Background on Section 404, Management's Report and the COSO Framework. Of the many detailed features of Sarbanes-Oxley and its implementing rules, few strike non-accountants as more technical and obscure than those relating to "internal controls."

    • Sarbanes-Oxley Section 404 Requirements for Internal Control Over Financial Reporting. SEC rules under Sarbanes-Oxley Section 404 require management to evaluate, based on a recognized control framework, the effectiveness of the company's internal control over financial reporting and disclose its conclusions, and any material weakness identified, in a report on internal control over financial reporting included in the company's annual report filed with the SEC. Section 404 also requires the company's outside auditor to report on its assessment of management's evaluation and report.
    • COSO Framework. Since the adoption of the Foreign Corrupt Practices Act in 1977, U.S. public companies have been required to adopt and maintain certain levels of internal controls. In 1985, the Treadway Commission was formed to study financial reporting in the United States. In 1992, the Treadway Commission's Committee of Sponsoring Organizations gave the concept its most systematic treatment when it published its "Internal Control – Integrated Framework." This "COSO framework" is a currently well-recognized standard for evaluating "internal control over financial reporting" in the financial institution industry.
    • Management needs to base its evaluation of the company's internal control over financial reporting on some "recognized control framework" in order to have a widely accepted standard of comparison. This evaluation "framework" must be "recognized" and "established by a body or group that has followed due-process procedures, including the broad distribution of the framework for public comment." In its rule-making release on June 5, 2003, the SEC acknowledged that the original COSO framework satisfies that criteria.

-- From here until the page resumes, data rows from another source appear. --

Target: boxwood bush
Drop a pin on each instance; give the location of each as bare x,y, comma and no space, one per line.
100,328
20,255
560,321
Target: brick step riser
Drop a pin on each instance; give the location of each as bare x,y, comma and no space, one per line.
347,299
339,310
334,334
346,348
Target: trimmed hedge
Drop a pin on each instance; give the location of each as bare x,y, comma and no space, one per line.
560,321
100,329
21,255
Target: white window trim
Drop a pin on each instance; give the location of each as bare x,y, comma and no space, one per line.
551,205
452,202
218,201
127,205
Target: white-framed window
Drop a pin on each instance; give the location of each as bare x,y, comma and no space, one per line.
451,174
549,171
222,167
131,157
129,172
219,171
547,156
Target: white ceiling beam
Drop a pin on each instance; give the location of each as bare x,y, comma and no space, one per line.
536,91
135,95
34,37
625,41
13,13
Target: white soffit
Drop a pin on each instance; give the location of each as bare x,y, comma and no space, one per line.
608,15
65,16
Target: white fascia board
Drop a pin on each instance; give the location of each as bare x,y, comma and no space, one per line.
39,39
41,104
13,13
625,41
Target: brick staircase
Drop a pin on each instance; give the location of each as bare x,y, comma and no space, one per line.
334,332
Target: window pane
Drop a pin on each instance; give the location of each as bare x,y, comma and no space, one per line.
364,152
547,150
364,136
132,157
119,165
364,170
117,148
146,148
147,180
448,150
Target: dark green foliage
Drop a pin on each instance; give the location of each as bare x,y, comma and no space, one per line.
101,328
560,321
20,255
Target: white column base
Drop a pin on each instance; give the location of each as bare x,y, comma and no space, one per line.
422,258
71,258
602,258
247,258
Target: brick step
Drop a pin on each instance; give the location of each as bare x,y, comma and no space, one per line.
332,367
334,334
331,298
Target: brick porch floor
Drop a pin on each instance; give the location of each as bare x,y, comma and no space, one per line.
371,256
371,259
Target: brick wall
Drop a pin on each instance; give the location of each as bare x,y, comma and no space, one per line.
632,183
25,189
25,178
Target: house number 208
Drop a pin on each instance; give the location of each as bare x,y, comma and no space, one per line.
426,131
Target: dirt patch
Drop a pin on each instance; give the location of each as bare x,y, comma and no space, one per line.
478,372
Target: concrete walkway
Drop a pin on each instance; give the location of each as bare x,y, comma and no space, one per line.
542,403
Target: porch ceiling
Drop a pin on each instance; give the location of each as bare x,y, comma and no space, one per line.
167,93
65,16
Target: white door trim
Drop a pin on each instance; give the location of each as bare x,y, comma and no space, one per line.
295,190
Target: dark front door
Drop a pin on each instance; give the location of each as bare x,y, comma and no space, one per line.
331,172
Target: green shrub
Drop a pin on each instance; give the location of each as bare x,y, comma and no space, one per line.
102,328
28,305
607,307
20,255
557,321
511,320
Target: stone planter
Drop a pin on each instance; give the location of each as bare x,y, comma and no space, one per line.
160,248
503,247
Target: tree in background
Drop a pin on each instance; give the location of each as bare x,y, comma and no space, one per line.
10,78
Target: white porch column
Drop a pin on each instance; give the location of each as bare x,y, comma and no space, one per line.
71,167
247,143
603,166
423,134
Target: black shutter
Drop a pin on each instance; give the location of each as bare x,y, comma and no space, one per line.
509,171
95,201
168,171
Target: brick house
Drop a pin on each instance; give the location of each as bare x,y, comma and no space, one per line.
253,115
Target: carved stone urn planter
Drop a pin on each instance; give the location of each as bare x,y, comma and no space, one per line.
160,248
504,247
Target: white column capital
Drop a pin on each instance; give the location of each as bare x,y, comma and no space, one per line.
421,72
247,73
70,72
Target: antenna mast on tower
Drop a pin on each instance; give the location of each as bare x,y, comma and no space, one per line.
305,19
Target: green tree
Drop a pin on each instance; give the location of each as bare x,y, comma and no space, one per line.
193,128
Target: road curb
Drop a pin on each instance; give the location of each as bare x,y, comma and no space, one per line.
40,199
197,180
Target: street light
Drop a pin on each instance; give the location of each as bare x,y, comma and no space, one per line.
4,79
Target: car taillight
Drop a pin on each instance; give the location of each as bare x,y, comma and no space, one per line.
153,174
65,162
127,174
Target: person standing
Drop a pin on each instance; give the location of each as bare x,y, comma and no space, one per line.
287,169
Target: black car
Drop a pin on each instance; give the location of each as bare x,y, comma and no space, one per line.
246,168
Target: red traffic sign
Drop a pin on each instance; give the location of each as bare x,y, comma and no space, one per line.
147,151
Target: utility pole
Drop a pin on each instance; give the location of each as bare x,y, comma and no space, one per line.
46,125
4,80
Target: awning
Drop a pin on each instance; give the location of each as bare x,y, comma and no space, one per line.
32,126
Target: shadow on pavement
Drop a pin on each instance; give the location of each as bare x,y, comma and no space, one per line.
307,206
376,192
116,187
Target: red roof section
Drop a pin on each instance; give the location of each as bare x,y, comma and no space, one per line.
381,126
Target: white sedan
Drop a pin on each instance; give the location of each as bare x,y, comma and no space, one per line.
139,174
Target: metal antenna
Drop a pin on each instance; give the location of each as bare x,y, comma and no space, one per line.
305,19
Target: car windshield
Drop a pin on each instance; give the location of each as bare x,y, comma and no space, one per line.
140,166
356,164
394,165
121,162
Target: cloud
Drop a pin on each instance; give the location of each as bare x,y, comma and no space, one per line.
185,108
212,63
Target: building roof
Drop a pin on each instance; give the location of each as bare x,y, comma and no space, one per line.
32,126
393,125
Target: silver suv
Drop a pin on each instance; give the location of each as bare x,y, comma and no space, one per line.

The COSO internal control framework has been widely used by management and auditors in fulfilling the requirements of Section 404 for companies for which Section 404 is already effective.

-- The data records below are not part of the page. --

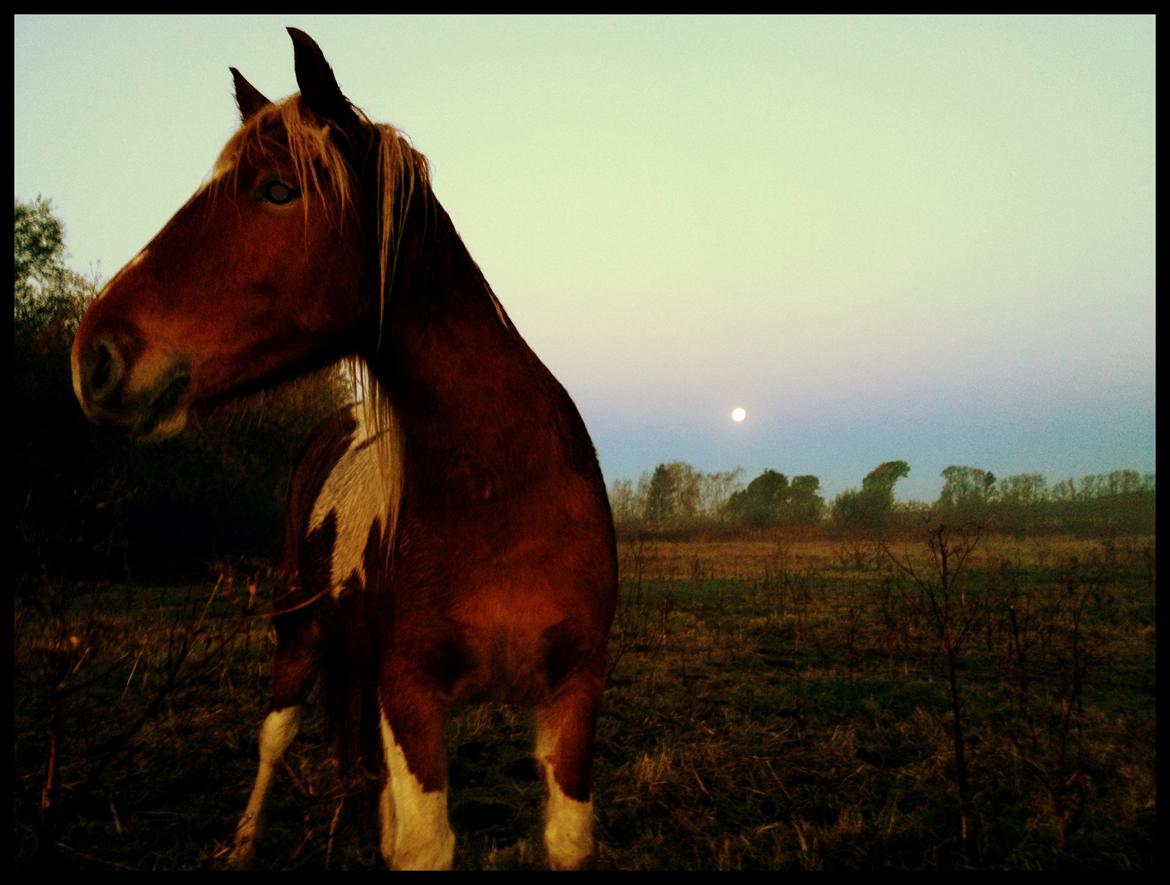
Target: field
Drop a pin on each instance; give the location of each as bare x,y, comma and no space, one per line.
948,702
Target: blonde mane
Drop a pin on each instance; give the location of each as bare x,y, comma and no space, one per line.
284,129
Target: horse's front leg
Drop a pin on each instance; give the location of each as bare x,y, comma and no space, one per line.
415,832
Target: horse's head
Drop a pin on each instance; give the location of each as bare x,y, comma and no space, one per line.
263,274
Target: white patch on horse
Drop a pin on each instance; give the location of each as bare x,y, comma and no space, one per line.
421,837
568,822
355,495
276,733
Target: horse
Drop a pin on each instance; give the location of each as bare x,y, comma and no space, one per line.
470,547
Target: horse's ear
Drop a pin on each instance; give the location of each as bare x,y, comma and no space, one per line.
247,97
319,91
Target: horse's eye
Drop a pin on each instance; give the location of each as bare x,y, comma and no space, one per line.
277,192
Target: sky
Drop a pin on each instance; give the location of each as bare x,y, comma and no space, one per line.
913,238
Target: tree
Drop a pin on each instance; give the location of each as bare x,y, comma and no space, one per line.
805,505
670,492
45,290
869,508
763,502
967,492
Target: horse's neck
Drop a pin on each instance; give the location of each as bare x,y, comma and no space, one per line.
458,372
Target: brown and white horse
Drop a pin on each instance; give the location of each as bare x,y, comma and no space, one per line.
470,549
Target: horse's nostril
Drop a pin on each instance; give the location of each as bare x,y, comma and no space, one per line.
101,370
105,369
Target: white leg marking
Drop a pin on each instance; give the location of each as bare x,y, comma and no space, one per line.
568,822
276,733
422,836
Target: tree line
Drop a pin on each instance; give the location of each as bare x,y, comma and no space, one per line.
675,495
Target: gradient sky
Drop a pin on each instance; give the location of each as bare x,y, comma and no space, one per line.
928,239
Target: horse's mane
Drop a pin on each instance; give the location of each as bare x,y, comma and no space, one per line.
322,170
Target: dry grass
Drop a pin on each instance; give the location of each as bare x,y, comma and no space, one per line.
772,705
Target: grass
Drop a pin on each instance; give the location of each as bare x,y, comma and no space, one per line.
773,705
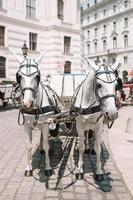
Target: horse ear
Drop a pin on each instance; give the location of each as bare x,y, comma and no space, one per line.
38,60
116,64
93,65
19,58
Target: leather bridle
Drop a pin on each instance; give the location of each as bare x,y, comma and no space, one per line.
108,72
34,90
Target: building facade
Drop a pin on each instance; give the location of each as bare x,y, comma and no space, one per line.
107,31
48,26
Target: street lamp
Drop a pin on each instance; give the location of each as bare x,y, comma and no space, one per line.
97,61
24,50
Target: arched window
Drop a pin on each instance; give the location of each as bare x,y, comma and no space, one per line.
60,9
95,46
88,48
67,67
104,45
2,67
31,8
114,42
125,40
1,3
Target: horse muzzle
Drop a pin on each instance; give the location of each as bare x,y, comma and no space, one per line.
111,116
27,105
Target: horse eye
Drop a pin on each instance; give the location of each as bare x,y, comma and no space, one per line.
98,86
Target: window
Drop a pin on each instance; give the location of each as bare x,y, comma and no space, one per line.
88,5
60,9
88,33
95,46
114,25
114,42
2,35
88,48
125,40
104,28
104,12
126,3
67,67
67,44
104,45
95,31
125,22
125,59
95,16
2,67
32,41
114,8
1,3
30,8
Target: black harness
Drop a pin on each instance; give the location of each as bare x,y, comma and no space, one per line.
98,108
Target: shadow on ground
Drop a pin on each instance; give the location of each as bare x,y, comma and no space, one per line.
60,153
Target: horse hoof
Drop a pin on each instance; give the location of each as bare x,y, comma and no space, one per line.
28,173
48,172
99,177
79,176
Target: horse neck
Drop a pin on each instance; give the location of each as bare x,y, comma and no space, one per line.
86,95
41,98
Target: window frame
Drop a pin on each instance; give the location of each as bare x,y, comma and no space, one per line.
125,40
33,41
67,44
4,67
114,42
2,37
31,8
60,9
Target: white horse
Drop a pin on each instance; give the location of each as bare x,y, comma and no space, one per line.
38,102
94,101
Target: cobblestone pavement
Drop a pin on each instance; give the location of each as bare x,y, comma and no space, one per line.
62,185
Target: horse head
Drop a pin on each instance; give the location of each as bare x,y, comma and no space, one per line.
28,78
105,88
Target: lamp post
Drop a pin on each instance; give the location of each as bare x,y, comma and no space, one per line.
97,61
24,50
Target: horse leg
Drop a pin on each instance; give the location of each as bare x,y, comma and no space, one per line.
45,134
28,132
81,152
99,173
40,147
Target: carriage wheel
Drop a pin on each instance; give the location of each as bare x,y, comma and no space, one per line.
55,132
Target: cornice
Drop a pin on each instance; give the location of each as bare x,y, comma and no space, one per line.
96,6
114,16
35,25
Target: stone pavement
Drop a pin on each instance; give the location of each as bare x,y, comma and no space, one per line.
62,185
121,143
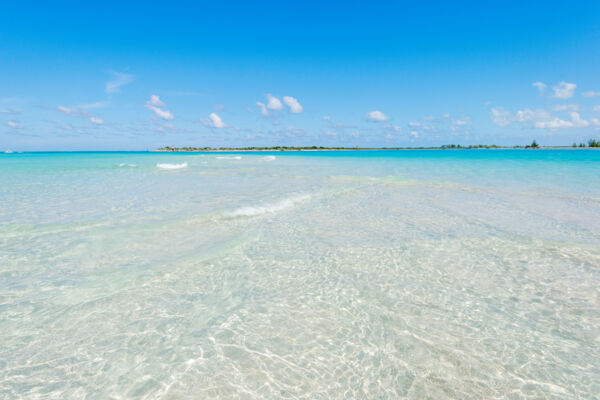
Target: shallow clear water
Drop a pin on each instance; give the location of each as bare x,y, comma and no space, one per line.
384,274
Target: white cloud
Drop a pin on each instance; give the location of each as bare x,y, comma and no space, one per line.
565,107
564,90
155,104
541,86
590,94
98,104
273,102
557,123
215,121
293,104
80,113
376,116
119,79
461,121
74,112
391,127
160,113
263,108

Existing COSO Framework Not Appropriate for Small Business Control Environment. In the adopting rules under Section 404, the SEC and others expressed concerns that existing internal control frameworks, including the COSO framework, are not appropriately tailored to a small business control environment and that, as a result, the costs and burdens of internal control assessments may fall disproportionately on smaller businesses. Due to these concerns, SEC staff encouraged COSO to develop guidance on the use of their framework to address the needs of smaller businesses.

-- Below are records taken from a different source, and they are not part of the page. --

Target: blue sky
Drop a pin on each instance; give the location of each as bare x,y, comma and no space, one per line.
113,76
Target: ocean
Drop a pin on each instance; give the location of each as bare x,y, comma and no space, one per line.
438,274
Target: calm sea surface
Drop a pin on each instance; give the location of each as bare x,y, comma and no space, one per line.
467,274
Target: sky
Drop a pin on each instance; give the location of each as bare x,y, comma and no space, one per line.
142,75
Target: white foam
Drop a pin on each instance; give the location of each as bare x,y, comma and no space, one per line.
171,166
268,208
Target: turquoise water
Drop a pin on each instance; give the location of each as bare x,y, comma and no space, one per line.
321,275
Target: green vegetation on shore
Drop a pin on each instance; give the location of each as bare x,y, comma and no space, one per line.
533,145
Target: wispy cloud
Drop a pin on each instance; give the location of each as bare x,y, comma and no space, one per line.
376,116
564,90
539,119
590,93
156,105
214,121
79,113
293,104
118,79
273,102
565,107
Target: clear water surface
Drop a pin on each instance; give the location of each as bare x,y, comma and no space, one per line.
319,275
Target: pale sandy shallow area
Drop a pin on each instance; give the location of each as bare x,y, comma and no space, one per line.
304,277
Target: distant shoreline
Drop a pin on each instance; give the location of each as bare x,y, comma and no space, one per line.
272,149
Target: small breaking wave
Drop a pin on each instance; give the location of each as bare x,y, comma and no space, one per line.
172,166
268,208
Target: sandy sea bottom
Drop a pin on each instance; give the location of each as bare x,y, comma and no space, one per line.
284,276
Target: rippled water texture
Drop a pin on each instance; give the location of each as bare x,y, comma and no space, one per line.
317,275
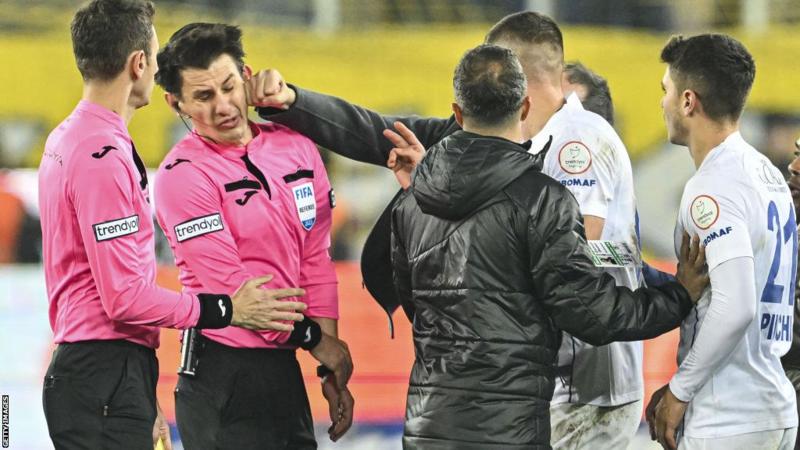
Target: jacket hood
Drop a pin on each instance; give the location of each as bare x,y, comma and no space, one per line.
464,170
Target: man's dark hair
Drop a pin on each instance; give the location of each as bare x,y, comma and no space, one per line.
105,32
489,85
537,40
527,27
717,67
197,45
598,95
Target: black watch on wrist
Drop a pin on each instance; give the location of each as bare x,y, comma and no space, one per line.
323,371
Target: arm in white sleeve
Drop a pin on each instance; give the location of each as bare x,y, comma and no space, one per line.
732,309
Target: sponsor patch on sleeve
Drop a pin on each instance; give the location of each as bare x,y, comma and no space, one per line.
198,227
113,229
306,204
574,157
704,211
332,198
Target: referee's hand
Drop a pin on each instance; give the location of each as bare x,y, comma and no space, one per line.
334,354
262,309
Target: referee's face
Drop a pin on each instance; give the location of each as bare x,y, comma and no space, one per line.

The COSO Board created an Advisory Task Force to assist in the development of this guidance, consisting of approximately 20 members with a variety of experience in smaller businesses. The Advisory Task Force also solicited input from financial officers and senior management of smaller businesses, regulators, investors, external auditors, internal auditors, consultants, lawyers and academicians.

New Guidance for Smaller Public Companies Reporting on Internal Control Over Financial Reporting. COSO's proposed guidance recognizes that while the 26 fundamental principles summarized in the guidance as constituting effective internal control over financial reporting are equally applicable to larger and smaller businesses, smaller companies differ from their larger counterparts and may implement effective internal control in a different manner. Specifically, COSO noted that smaller companies' management tends to have a hands-on approach, wider spans of control and the ability to provide ongoing monitoring through direct relationships with key personnel, customers, vendors and capital providers that can create opportunities for controls to be effective while being less formal. COSO identifies six themes for smaller businesses:

    • Control Environment. The control environment sets the tone. In a smaller company, management's actions and demonstrated commitment to effective governance and control are more transparent.
    • Risks. Smaller companies should consider risks to reliable financial reporting and identify controls required to mitigate risks related to financial statement assertions and account balances, rather than focusing on mandating specific controls.
    • Control Activities. Even in smaller companies, control activities require a minimal level of formalization so that everyone understands their responsibilities, how the controls operate and the importance of the control process.
    • Information Technology. Smaller businesses can use information technology to promote more effective control.
    • Monitoring. For smaller companies, monitoring may be ongoing, and executives who have direct and explicit knowledge of the activities of the business can monitor the effectiveness of internal control.
    • Personal Responsibility for Controls. Employees of smaller businesses can and should understand objectives related to financial reporting, risks and their personal responsibility for controls. Smaller companies can implement effective procedures that lead employees to note control problems or deviations from accounting practices and report them to the right place before they become a significant issue for the company.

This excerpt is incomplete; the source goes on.